Se decía incluso que si fueran las tropas del general Dong Zhuo o cualquiera de sus subordinados, esos soldados del Dragón y Elefante no regresarían.Kele vino para vengarse, pero lamentablemente su hijo pequeño, que esperaba en el campo a la vuelta de su padre, tendría que esperar otros veinte años antes de poder seguir con la venganza.Para los k Mang, la historia de hundirse en un exilio constante durante cien años era simplemente un viaje entre diferentes tierras extrañas.
Yacía en el charco de su propia sangre, y el sol que asomaba por encima del horizonte le parecía deslumbrante.Entonces notó una sombra sobre él.
Era un jinete leve del Dragón y Elefante con una cicatriz en la espalda debido a sus heridas.
Kele se esforzó para levantar su daga atada, pero el jinete leve simplemente cortó su cabeza sin más.
Después, considerando que aún quedaban jinetes k Mang capaces de luchar, el jinete leve y otros jinetes leves continuaron limpiando el campo.En las tierras ricas del centro del Imperio Central, no importaba quién matara a quién, siempre había tramas y maquinaciones.

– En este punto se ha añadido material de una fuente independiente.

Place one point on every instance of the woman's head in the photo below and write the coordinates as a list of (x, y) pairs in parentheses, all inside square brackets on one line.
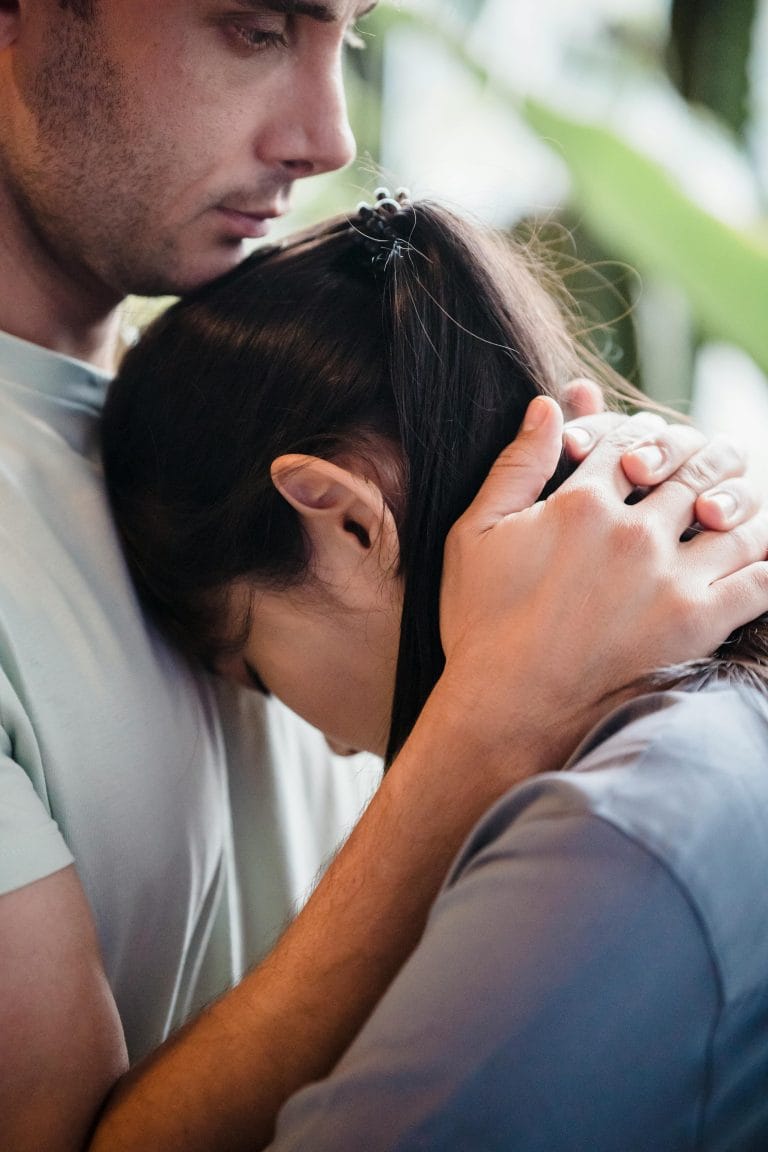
[(286, 451)]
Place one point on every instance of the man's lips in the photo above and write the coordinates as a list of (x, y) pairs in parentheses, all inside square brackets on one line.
[(246, 225)]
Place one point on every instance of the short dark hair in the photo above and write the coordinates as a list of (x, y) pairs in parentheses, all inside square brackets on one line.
[(425, 360)]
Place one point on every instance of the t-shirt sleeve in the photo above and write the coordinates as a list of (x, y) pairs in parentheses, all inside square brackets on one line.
[(31, 846), (563, 997)]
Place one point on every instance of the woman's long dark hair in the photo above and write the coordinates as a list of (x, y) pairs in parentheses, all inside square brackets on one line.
[(419, 358)]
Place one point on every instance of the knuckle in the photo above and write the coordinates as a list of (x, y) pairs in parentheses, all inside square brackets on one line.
[(643, 426)]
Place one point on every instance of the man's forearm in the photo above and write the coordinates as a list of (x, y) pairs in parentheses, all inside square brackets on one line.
[(220, 1081)]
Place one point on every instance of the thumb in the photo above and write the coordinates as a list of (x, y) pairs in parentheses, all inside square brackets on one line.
[(521, 471)]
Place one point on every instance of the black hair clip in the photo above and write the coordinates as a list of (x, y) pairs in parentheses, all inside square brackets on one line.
[(383, 227)]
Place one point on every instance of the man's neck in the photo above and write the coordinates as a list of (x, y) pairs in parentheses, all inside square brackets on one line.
[(42, 303)]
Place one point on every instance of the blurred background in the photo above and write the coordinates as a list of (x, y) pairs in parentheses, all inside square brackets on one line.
[(631, 135)]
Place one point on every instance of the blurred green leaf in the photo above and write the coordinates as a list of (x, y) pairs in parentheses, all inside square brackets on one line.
[(639, 211), (711, 46)]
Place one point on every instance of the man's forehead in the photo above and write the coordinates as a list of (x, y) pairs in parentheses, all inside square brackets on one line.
[(326, 12)]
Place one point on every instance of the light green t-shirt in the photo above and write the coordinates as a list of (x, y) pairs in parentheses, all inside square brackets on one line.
[(197, 815)]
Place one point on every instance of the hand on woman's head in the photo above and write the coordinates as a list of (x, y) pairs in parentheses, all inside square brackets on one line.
[(654, 459), (562, 603)]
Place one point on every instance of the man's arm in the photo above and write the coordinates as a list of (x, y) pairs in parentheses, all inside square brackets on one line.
[(512, 702)]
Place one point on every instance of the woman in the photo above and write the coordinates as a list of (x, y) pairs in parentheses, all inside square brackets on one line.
[(594, 974)]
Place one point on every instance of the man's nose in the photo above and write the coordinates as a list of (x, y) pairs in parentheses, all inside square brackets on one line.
[(310, 130)]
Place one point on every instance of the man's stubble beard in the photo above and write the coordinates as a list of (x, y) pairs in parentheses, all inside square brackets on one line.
[(83, 191)]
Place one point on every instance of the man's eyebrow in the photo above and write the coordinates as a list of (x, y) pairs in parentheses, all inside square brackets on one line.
[(312, 8)]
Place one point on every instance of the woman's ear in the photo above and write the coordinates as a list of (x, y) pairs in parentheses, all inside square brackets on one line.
[(351, 529)]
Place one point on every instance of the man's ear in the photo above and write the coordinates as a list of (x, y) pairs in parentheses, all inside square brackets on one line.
[(346, 517), (9, 22)]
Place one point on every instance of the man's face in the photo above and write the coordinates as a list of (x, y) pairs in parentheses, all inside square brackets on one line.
[(141, 149)]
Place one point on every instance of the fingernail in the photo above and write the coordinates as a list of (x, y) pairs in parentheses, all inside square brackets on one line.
[(724, 500), (649, 455), (534, 416), (577, 436)]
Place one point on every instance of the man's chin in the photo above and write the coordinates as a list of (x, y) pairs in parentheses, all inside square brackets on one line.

Incluso los enfrentamientos entre bandas tenían complicidades y trucos de políticos detrás.Pero en la frontera Rouran-Liang, las muertes eran simples y ligeras como el arco o las patas de los caballos.Tras atravesar a los mil y seiscientos jinetes k Mang que perseguían su propia desgracia, bajo la guía del general en jefe Wang Lingbao y dos centuriones, los jinetes leves del Dragón y Elefante comenzaron a moverse con un ritmo más lento y acelerado.Esto permitía una segunda oleada de velocidad para perseguir eficazmente a los jinetes k Mang.Esta era la diferencia entre generales y comandantes mediocres en el campo de batalla.Aunque se necesitaban héroes mil veces superiores, se requerían también generales como Wang Lingbao que conocieran bien las reglas del campo de batalla.Falta de un ejército de este tipo resultaría en una lucha agotadora.
Sin ellos, sólo habría la derrota.A unos cuantos pasos, el centurión Jin Cheng estaba completamente perplejo, pero el más experimentado jinete k Mang en el campo no mostró ninguna sorpresa.

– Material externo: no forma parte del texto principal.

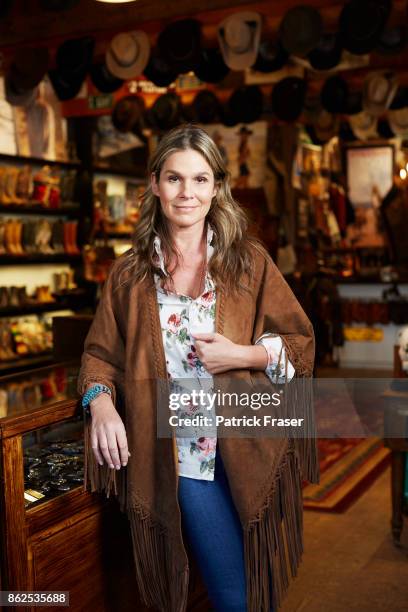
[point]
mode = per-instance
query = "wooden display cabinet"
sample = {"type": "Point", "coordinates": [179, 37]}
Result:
{"type": "Point", "coordinates": [73, 541]}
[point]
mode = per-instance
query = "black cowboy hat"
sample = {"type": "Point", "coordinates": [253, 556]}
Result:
{"type": "Point", "coordinates": [334, 94]}
{"type": "Point", "coordinates": [206, 107]}
{"type": "Point", "coordinates": [127, 113]}
{"type": "Point", "coordinates": [300, 30]}
{"type": "Point", "coordinates": [354, 103]}
{"type": "Point", "coordinates": [327, 53]}
{"type": "Point", "coordinates": [58, 5]}
{"type": "Point", "coordinates": [400, 99]}
{"type": "Point", "coordinates": [73, 60]}
{"type": "Point", "coordinates": [361, 24]}
{"type": "Point", "coordinates": [29, 67]}
{"type": "Point", "coordinates": [271, 56]}
{"type": "Point", "coordinates": [392, 40]}
{"type": "Point", "coordinates": [158, 69]}
{"type": "Point", "coordinates": [103, 79]}
{"type": "Point", "coordinates": [166, 112]}
{"type": "Point", "coordinates": [180, 44]}
{"type": "Point", "coordinates": [5, 6]}
{"type": "Point", "coordinates": [210, 66]}
{"type": "Point", "coordinates": [245, 105]}
{"type": "Point", "coordinates": [288, 97]}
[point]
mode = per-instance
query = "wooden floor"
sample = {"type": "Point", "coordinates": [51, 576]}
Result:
{"type": "Point", "coordinates": [350, 563]}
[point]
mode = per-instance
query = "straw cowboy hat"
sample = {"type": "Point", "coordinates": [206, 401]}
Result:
{"type": "Point", "coordinates": [379, 90]}
{"type": "Point", "coordinates": [364, 125]}
{"type": "Point", "coordinates": [128, 54]}
{"type": "Point", "coordinates": [238, 37]}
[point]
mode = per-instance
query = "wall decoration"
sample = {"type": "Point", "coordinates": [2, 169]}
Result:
{"type": "Point", "coordinates": [244, 150]}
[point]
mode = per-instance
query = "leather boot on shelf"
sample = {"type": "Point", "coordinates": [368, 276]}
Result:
{"type": "Point", "coordinates": [2, 237]}
{"type": "Point", "coordinates": [14, 297]}
{"type": "Point", "coordinates": [58, 236]}
{"type": "Point", "coordinates": [2, 184]}
{"type": "Point", "coordinates": [67, 244]}
{"type": "Point", "coordinates": [10, 185]}
{"type": "Point", "coordinates": [23, 186]}
{"type": "Point", "coordinates": [18, 232]}
{"type": "Point", "coordinates": [9, 237]}
{"type": "Point", "coordinates": [22, 295]}
{"type": "Point", "coordinates": [73, 238]}
{"type": "Point", "coordinates": [4, 297]}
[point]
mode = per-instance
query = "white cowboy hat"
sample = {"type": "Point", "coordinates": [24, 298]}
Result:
{"type": "Point", "coordinates": [128, 54]}
{"type": "Point", "coordinates": [398, 120]}
{"type": "Point", "coordinates": [363, 125]}
{"type": "Point", "coordinates": [238, 37]}
{"type": "Point", "coordinates": [379, 90]}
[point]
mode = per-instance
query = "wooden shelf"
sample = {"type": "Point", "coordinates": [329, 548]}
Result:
{"type": "Point", "coordinates": [25, 363]}
{"type": "Point", "coordinates": [38, 161]}
{"type": "Point", "coordinates": [37, 209]}
{"type": "Point", "coordinates": [12, 260]}
{"type": "Point", "coordinates": [70, 303]}
{"type": "Point", "coordinates": [126, 173]}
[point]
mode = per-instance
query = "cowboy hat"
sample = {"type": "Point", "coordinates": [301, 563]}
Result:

Con un gesto rápido, se alejó con sus jinetes formando una arco.No se detuvieron a retroceder, ya que los jinetes leves del Dragón y Elefante, cuyas fuerzas habían disminuido significativamente, no les permitirían perder tiempo en eso.Wang Lingbao calculó la distancia entre ellos y sus caballos.
Se encogió de hombros y trató de alcanzar a Xu Longxiang con su idea, pero el joven comandante del ejército de Dragón y Elefante ya había levantado su brazo en un gesto que todos los soldados del Dragón y Elefante conocían.Detener a los jinetes!Xu Longxiang no mostró un gran despliegue de fuerza durante la carga, pero con un solo movimiento de su espada, asesinó a tres jinetes k Mang, cada uno cortándoles la cabeza.Mientras Wang Lingbao veía al comandante general elevarse en el aire y dejar su caballo para correr, una gran gata negra se arrojó hacia delante.Wang Lingbao no pudo evitar retorcer el rabillo de su boca.

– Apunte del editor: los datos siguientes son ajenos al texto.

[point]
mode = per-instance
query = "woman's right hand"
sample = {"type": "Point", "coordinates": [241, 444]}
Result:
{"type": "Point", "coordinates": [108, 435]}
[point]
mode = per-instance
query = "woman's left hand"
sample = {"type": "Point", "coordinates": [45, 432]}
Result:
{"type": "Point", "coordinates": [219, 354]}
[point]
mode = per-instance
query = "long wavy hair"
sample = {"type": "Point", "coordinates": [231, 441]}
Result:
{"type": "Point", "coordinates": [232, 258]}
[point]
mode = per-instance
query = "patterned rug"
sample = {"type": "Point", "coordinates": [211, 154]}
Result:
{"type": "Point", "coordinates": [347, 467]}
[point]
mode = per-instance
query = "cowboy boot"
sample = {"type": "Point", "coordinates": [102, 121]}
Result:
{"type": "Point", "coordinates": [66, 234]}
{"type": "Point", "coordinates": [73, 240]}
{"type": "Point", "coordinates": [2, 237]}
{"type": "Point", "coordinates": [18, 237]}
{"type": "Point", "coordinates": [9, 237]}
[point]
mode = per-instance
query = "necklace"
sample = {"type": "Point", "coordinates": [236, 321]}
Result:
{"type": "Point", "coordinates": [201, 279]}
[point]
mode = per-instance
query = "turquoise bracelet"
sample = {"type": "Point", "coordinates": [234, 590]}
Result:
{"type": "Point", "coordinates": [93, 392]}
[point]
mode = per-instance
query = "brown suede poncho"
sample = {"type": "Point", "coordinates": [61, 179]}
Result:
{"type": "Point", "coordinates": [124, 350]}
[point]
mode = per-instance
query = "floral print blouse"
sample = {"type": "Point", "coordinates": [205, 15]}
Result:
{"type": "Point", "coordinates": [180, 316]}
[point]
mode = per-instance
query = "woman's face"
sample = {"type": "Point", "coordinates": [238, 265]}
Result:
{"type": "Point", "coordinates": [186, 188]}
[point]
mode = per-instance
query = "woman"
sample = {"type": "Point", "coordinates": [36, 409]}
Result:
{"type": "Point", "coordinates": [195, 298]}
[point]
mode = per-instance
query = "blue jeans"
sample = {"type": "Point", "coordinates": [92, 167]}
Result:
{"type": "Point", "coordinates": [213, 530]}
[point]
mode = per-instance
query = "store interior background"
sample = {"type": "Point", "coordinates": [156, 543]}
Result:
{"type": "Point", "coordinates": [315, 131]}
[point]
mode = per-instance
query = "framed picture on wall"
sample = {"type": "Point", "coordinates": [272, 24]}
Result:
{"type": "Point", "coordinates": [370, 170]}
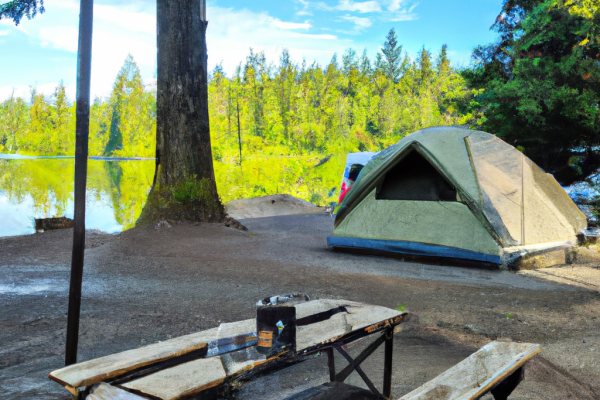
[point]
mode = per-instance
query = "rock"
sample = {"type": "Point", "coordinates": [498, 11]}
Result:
{"type": "Point", "coordinates": [270, 206]}
{"type": "Point", "coordinates": [232, 223]}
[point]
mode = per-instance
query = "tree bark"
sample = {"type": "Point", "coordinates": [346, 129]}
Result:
{"type": "Point", "coordinates": [185, 184]}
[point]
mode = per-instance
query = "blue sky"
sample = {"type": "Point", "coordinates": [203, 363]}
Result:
{"type": "Point", "coordinates": [41, 52]}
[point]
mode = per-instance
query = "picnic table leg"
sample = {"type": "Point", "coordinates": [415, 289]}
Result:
{"type": "Point", "coordinates": [387, 363]}
{"type": "Point", "coordinates": [331, 364]}
{"type": "Point", "coordinates": [506, 387]}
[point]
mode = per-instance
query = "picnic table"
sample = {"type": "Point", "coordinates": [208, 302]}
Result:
{"type": "Point", "coordinates": [221, 359]}
{"type": "Point", "coordinates": [188, 365]}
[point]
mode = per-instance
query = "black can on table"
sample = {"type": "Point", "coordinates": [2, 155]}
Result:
{"type": "Point", "coordinates": [276, 323]}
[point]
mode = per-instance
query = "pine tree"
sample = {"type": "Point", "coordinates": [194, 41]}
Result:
{"type": "Point", "coordinates": [14, 119]}
{"type": "Point", "coordinates": [442, 62]}
{"type": "Point", "coordinates": [392, 54]}
{"type": "Point", "coordinates": [425, 67]}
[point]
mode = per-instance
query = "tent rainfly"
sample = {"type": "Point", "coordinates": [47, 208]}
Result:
{"type": "Point", "coordinates": [457, 193]}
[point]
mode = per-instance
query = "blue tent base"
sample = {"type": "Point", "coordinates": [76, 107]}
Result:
{"type": "Point", "coordinates": [411, 248]}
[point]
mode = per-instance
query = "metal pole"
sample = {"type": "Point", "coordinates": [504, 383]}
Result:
{"type": "Point", "coordinates": [387, 363]}
{"type": "Point", "coordinates": [84, 70]}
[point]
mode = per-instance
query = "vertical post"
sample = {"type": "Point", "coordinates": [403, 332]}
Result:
{"type": "Point", "coordinates": [84, 70]}
{"type": "Point", "coordinates": [203, 10]}
{"type": "Point", "coordinates": [387, 363]}
{"type": "Point", "coordinates": [331, 363]}
{"type": "Point", "coordinates": [239, 135]}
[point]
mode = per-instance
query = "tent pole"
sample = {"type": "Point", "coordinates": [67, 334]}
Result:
{"type": "Point", "coordinates": [84, 69]}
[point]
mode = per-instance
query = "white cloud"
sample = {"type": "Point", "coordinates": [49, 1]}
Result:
{"type": "Point", "coordinates": [231, 33]}
{"type": "Point", "coordinates": [290, 25]}
{"type": "Point", "coordinates": [24, 91]}
{"type": "Point", "coordinates": [395, 5]}
{"type": "Point", "coordinates": [305, 5]}
{"type": "Point", "coordinates": [131, 28]}
{"type": "Point", "coordinates": [362, 7]}
{"type": "Point", "coordinates": [359, 23]}
{"type": "Point", "coordinates": [405, 14]}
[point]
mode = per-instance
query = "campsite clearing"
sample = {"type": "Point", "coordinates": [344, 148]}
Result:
{"type": "Point", "coordinates": [147, 285]}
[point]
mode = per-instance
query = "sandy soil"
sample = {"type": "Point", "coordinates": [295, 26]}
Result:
{"type": "Point", "coordinates": [147, 284]}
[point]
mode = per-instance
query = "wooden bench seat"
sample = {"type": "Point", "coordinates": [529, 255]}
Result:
{"type": "Point", "coordinates": [105, 368]}
{"type": "Point", "coordinates": [477, 374]}
{"type": "Point", "coordinates": [221, 360]}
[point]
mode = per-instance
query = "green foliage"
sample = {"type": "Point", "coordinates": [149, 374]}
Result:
{"type": "Point", "coordinates": [541, 83]}
{"type": "Point", "coordinates": [17, 9]}
{"type": "Point", "coordinates": [270, 124]}
{"type": "Point", "coordinates": [124, 185]}
{"type": "Point", "coordinates": [192, 200]}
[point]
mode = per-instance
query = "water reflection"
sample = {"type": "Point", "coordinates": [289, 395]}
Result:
{"type": "Point", "coordinates": [117, 189]}
{"type": "Point", "coordinates": [43, 188]}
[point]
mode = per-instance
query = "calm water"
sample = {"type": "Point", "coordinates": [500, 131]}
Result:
{"type": "Point", "coordinates": [43, 188]}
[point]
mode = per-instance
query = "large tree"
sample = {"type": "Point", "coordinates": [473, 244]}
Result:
{"type": "Point", "coordinates": [541, 83]}
{"type": "Point", "coordinates": [185, 187]}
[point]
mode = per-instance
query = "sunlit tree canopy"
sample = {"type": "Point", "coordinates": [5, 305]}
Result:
{"type": "Point", "coordinates": [17, 9]}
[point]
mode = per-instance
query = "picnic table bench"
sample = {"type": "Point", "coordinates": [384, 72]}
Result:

La gran gata había impactado contra los jinetes k Mang con tanta fuerza que cayó al suelo y se arrastró, espantando la tierra.Las cabezas ensangrentadas y el caos de cuerpos tirados alrededor se extendían por todos lados.
Los jinetes leves del Dragón y Elefante atravesaron a los k Mang que quedaban con una eficacia sorprendente.